En mi casa tengo una preciosa biblioteca de caoba, repleta de libros de medicina preclínica y clínica, cuadernos de laboratorio, una mesa robusta y un cómodo sillón que Estrella me regaló años ha. La biblioteca da al jardín y a una terraza con tiestos de flores, con maravillosas vistas a grandes árboles y un sol que la penetra por el este en la mañana y por el oeste al atardecer. Tengo también bibliotecas de cultura, narrativa, poesía, viajes… esparcidas por toda la casa, en el rincón de la chimenea, en la terraza, en el comedor, en varios dormitorios. Cientos de libros que mi familia y yo hemos ido acumulando años tras año, década tras década.

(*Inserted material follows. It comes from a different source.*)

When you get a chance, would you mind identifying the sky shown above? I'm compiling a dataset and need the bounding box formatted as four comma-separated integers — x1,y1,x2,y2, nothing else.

Quizás no exagero si concluyo que mi casa es toda ella una biblioteca, con algún espacio para vivir.
Pero cosa curiosa; si contara las horas de estudio y escritura que he pasado en mi biblioteca y las que he vivido en las bibliotecas públicas y en las de los centros en los que he trabajado, ganaban por goleada estas últimas. Creo que la explicación de esta aparente paradoja, la comodidad del hogar frente a la incomodidad de las bibliotecas que he frecuentado durante más de medio siglo, reside en un solo dato: en casa no tengo enfrente, a mi derecha o a mi izquierda, a jóvenes estudiosos que sirvan de estímulo. Y quizás también a un segundo dato complementario: en casa tengo muchas actividades alternativas al estudio: cuidar el jardín, arreglar una persiana, organizar trastos y libros, poner a punto la piscina y mantenerla limpia durante el verano… En suma, la biblioteca ha sido y es mi refugio; despierta en mí la creatividad y las ganas de escribir y estudiar.